There are some bad actions performed, which, prevented by fortunate rebirth, do not mature; there are some bad actions performed, which, prevented by a fortunate body, do not mature; there are some bad actions performed, which, prevented by fortunate time, do not mature; there are some bad actions performed, which, prevented by fortunate effort, do not mature.
There are some bad actions performed, which, because of unfortunate rebirth, do mature; there are some bad actions performed, which, because of an unfortunate body, do mature; there are some bad actions performed, which, because of unfortunate time, do mature; there are some bad actions performed, which, because of unfortunate effort, do mature.
There are some sound actions performed, which, prevented by unfortunate rebirth, do not mature; there are some sound actions performed, which, prevented by an unfortunate body, do not mature; there are some sound actions performed, which, prevented by unfortunate time, do not mature; there are some sound actions performed, which, prevented by unfortunate effort, do not mature.

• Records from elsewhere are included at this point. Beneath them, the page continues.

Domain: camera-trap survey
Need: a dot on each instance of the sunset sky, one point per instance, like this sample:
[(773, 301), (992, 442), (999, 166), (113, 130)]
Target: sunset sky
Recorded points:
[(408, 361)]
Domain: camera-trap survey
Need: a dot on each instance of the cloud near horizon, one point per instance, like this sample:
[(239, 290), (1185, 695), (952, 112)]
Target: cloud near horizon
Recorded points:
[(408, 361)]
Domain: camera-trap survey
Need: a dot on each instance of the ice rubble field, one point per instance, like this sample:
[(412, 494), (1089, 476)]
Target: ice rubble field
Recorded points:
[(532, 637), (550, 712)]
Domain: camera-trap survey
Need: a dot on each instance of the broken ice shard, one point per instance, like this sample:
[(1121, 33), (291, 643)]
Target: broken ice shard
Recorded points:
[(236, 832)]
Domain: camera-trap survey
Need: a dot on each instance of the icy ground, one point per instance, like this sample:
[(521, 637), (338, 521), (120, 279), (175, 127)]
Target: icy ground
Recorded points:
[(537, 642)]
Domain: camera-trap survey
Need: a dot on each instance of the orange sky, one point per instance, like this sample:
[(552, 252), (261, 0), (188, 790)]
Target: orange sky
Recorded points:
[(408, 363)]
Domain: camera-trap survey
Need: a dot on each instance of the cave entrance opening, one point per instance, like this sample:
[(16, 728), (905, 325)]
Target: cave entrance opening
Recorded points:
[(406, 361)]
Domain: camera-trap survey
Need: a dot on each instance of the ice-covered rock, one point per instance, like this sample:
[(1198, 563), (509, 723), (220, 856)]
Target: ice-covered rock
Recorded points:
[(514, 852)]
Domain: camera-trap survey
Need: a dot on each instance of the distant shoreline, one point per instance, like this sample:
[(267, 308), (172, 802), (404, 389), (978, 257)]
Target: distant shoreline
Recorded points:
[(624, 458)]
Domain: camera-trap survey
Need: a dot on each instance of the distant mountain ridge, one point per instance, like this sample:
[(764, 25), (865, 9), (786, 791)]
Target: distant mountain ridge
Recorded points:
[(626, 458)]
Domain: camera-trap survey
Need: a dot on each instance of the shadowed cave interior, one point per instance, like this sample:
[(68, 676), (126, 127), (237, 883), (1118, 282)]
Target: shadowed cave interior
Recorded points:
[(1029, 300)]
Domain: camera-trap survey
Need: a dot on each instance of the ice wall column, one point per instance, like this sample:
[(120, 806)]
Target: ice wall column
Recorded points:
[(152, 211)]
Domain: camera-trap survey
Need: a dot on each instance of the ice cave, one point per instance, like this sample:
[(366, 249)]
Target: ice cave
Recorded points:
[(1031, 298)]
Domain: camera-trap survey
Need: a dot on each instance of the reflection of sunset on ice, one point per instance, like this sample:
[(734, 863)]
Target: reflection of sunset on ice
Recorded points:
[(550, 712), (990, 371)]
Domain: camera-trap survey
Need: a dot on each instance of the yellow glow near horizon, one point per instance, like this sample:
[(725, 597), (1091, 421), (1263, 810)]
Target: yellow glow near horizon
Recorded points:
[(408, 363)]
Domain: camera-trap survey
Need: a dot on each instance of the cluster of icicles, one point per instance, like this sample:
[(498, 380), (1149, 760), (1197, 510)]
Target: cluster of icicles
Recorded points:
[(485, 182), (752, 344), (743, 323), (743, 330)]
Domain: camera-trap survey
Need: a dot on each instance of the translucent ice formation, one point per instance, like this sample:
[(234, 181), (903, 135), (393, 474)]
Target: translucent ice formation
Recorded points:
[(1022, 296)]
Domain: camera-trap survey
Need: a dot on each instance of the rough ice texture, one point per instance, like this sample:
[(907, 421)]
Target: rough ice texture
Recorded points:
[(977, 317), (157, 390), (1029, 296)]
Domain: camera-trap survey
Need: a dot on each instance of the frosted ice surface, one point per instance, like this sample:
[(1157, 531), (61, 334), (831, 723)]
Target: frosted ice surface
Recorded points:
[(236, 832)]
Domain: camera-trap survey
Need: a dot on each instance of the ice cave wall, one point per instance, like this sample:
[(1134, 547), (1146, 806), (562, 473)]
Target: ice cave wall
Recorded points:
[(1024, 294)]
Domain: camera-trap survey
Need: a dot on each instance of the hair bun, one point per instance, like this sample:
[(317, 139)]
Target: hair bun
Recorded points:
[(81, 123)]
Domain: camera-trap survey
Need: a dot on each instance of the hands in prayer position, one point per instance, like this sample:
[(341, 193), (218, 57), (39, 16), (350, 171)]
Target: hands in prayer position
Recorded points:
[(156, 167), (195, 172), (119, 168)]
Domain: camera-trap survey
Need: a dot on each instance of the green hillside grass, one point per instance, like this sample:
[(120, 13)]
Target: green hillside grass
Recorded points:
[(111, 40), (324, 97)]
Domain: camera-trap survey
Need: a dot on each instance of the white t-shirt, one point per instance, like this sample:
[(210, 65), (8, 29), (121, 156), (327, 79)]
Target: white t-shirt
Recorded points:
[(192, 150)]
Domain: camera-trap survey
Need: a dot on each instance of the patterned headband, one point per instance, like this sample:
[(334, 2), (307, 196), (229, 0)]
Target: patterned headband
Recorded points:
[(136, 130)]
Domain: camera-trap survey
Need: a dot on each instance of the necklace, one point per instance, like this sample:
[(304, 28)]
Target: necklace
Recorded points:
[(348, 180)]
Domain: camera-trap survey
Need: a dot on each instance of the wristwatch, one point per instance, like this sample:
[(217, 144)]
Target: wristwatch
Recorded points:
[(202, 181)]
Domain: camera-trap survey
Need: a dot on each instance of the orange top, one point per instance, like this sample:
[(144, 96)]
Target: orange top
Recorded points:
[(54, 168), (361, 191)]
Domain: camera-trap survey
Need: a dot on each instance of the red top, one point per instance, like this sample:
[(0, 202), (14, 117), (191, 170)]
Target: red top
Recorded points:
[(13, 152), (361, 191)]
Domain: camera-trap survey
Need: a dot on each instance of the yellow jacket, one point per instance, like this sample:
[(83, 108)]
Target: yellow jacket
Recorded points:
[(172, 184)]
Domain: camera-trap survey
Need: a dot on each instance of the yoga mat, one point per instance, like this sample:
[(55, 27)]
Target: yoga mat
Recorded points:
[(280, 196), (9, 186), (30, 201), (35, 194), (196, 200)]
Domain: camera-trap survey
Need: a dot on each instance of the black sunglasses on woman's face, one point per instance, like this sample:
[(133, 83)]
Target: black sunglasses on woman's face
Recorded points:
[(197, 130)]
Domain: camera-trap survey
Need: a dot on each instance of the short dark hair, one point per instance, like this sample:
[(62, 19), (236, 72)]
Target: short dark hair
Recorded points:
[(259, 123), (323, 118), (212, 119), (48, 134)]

There are some sound actions performed, which, because of fortunate rebirth, do mature; there are some sound actions performed, which, because of a fortunate body, do mature; there are some sound actions performed, which, because of fortunate time, do mature; there are some sound actions performed, which, because of fortunate effort, do mature; that which therein is wisdom, understanding, absence of delusion, truth investigation, right view. This is the Tathāgata’s knowledge as it really is by way of cause, by way of root of the resultant of past, future and present actions that are performed (U. Thittila trnsln).